Trekking way uptown for a festival hit by Ebola the night before is about as punk rock as it gets. But punk rock wasn’t the draw. In the name of indie pop, the brave and loyal flocked to United Palace Theatre on Friday night to see Foster the People’s show for the CMJ Music Marathon. But for the valiant fans who were handed their tickets by surgical glove fingers and still soldiered into a roomful of shared oxygen, I feel like there should have been a way bigger payoff.
Don’t get me wrong. The show was a massive, eye-catching production. Colorful lights pierced the darkness, psychedelic patterns spun on the stage, and giant plastic crystals flashed a neon spectacle behind the band. It felt like money and looked like the lovechild of Vegas and Disney, but it tried way too hard to be an experience. It was more of a lightshow than a concert, and the music was almost lost in the haze.
Foster the People’s setlist included “Psuedologica Fantastica,” “Miss You,” “Life on the Nickel,” “Helena Beat,” “Best Friend,” “Waste,” “Coming of Age,” “I Would Do Anything For You,” “Houdini,” “A Beginner’s Guide to Destroying the Moon,” “Are You What You Want to Be?,” “Call it What You Want,” “Don’t Stop (Color on the Walls),” and “The Truth.” Now be honest, how many times did you read through that list trying to find “Pumped Up Kicks?” We’ll get to that later.
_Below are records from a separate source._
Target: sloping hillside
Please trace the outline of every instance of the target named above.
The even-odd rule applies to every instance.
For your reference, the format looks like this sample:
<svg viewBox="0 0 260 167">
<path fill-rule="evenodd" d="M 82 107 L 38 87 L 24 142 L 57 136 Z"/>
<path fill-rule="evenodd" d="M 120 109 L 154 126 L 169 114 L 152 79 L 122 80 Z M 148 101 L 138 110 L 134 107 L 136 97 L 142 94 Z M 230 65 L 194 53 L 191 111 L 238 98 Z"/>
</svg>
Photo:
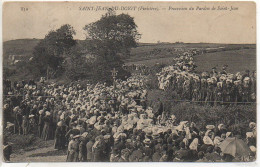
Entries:
<svg viewBox="0 0 260 167">
<path fill-rule="evenodd" d="M 17 39 L 4 42 L 4 55 L 31 55 L 40 39 Z"/>
</svg>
In a venue as jaw-droppingly massive as United Palace Theatre, which welcomes guests with 3,293 cushy, movie theatre seats, the biggest challenge is distance. From most of those balconies, it already feels like you are looking at ants. Unfortunately, Foster the People’s strewn-about setup only added to the audience detachment. Lead singer Mark Foster maintained a rigid stance front and center, with body language that seemed to constantly call dibs on the spot. Pushed to the edges were bassist Jacob “Cubbie” Fink and drummer Mark Pontius, with the additional instrumentalists perched atop crystal-infused platforms. Even just appearing disjointed made it feel like they were each putting on separate performances, and by the time the music reached the nosebleeds, it sounded a little fuzzy.
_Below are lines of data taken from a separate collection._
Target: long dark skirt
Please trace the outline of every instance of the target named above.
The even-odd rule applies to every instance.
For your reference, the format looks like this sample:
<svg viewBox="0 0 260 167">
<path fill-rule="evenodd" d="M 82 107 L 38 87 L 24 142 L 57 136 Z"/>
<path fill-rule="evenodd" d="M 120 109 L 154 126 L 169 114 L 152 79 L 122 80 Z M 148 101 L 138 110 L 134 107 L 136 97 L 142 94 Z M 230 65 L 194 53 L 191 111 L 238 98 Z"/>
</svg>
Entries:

The songs are extremely fun and catchy, an exuberance that could have easily made up for a good chunk of the shortcomings. But they were interspersed with rather intense dialogue from Foster, which kept dragging the mood into more serious territories. Inspirational declarations like “Love the truth, recognize the truth, and embrace it!” had my eyes rolling back to admire the Palace’s beautifully ornate ceiling. “This is the one time in history when all of these people in this room are going to be in the exact same place at the exact same time!” sounded more like a death sentence in the context of the Ebola scare, and mostly inspired me to whip out my hand sanitizer.
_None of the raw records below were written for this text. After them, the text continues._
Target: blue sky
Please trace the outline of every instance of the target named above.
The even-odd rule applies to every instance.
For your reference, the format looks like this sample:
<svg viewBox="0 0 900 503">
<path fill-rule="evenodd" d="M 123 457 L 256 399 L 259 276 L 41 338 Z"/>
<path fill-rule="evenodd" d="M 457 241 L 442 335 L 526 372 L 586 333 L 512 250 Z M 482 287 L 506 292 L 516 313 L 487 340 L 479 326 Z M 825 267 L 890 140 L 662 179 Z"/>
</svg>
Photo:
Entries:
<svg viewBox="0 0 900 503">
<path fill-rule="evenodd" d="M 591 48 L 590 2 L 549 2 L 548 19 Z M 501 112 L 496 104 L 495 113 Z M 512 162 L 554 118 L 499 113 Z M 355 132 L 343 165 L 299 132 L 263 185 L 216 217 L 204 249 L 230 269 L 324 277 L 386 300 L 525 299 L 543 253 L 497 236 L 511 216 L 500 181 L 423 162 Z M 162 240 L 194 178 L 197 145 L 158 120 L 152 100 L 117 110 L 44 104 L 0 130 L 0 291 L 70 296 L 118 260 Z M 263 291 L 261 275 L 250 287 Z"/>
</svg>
But the biggest shock came in the encore, as fans revved up for Foster the People’s biggest hit, “Pumped Up Kicks.” The catchy song has been widely associated with gun violence in schools, and Foster announced that a school shooting had taken place in Seattle that morning. I was overcome with respect for their discretion, but their sentiment quickly turned into a bitter rant against congressmen and the NRA. Nevertheless, they asked for a moment of silence in lieu of the song, and the pin-drop hush was astounding. The moment was again tarnished when someone began a beer-fueled chant of “U.S.A! U.S.A! U.S.A!” C’est la vie.
Seeing as they have repeatedly denied accusations that “Pumped Up Kicks” glorifies violence or school shootings (Foster in 2011: “The song is not about condoning violence at all. It’s the complete opposite.”), its exclusion from their setlist is a little confusing. But whatever the song’s meaning, I am so impressed and so genuinely proud of Foster the People for acknowledging the tragedy and choosing not to play the song. What I am not impressed with was the way they turned the condolences into a tense political statement all in the same breath.
When the lights came on and the crew started breaking down the equipment, some spectators were still planted to their seats. Despite Foster’s speech, they shouted the song title at an empty stage. A security guard began making the rounds, saying, “I want to hear it too, but we gotta clear out.”
Was it a good move not to play it? At its core, yes. I think it was very mindful of them, and I really respect their decision. Did they handle it well? Not particularly.